Two months ago, Bush signed into law a wide-ranging education bill that requires states to ensure by 2005 that all teachers are qualified to instruct in their subject area.
On Monday, at Eden Prairie High School near Minneapolis, Bush was outlining steps he would take to achieve that, including two proposals he offered last year but that lawmakers killed during months of negotiations.
One was a $400 tax deduction to compensate teachers for out-of-pocket classroom expenses; the other would expand student loan forgiveness to as much as $17,500 for math, science and special education teachers who commit to teach in "high-need" schools for five years.
Bush also is allocating $2.9 billion this budget year and proposing the same for next year to help states recruit and train teachers and principals.
"The effectiveness of all education reform eventually comes down to a good teacher in a classroom," the president said in his weekly radio address Saturday. "My administration has set a great goal for our public schools: a quality teacher in every classroom."
But Sen.
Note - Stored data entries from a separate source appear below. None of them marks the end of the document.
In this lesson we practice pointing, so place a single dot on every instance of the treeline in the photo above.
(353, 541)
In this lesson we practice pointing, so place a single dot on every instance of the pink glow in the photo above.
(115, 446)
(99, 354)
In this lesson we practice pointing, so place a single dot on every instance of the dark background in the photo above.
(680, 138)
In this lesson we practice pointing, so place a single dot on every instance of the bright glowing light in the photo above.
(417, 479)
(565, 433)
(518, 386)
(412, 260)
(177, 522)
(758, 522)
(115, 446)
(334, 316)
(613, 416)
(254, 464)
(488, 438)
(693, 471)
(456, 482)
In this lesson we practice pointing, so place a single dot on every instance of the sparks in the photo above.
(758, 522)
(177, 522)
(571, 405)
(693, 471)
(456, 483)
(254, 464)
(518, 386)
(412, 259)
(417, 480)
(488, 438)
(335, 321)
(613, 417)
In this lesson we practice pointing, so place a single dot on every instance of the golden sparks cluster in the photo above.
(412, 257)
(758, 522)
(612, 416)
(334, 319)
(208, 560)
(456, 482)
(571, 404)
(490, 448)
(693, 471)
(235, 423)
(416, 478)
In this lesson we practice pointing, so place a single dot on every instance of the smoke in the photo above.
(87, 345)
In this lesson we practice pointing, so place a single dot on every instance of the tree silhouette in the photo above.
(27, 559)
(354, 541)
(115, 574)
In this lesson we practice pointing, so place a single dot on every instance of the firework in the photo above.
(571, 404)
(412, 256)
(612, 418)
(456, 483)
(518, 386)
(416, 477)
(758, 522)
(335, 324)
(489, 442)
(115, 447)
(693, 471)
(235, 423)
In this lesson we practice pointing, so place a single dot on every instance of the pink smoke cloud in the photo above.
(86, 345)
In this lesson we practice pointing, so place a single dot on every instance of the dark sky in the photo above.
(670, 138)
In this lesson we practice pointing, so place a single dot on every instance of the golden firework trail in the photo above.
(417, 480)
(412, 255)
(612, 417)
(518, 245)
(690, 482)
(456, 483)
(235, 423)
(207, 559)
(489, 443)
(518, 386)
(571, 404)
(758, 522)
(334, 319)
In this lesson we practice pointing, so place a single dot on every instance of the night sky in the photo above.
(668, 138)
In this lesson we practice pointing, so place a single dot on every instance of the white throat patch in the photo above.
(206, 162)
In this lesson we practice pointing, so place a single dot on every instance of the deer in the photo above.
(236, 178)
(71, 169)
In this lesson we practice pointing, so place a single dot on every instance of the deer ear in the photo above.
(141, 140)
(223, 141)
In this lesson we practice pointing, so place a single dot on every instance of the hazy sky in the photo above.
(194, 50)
Edward M. Kennedy, chairman of the Senate education committee, said Bush's budget proposal "cuts the very programs that recruit new teachers, improve teacher quality and reduce class size." Bush and Kennedy, D-Mass., had toured several states to celebrate the education bill signing in January, and Bush had boasted for weeks of his new alliance with the liberal senator.
On Monday, it was former St. Paul Mayor Norm Coleman flying with Bush on Air Force One. Coleman is challenging Democrat Wellstone, one of 10 senators to vote against Bush's education bill. Wellstone, who once promised to serve only two terms, is seeking a third.
Recent polls found voters split evenly between Coleman and Wellstone.
Bush's appearance was expected to raise $1 million for Coleman, the Minnesota Republican Party and the National Republican Senatorial Committee.
Coleman was a Democrat until 1996. He switched parties and won the GOP 1998 gubernatorial nomination but lost to Jesse Ventura of the Reform Party.
Coleman kept his political career alive by chairing Bush's 2000 presidential campaign, and the White House urged him to run for the Senate. Former President George Bush headlined a fund-raiser for him in October.
In his sixth fund-raiser this year, the current president was again working to recapture the Senate for Republicans. Last week he raised money for his former presidential rival, Elizabeth Dole, who is running for the Senate in North Carolina.
On the eve of the first primary of the election season, the White House also was keeping close tabs on California, where its choice, former Los Angeles Mayor Richard Riordan, is trailing Bill Simon for the GOP nomination.
It is one of several races in which the administration has taken the unusual step of injecting itself into campaigns before Republican voters nominate a candidate.
Preparing for a possible upset Tuesday, Bush aides contacted Simon's camp in recent days, Simon said. "The president will, of course, support whoever the party nominates," White House spokesman Taylor Gross said.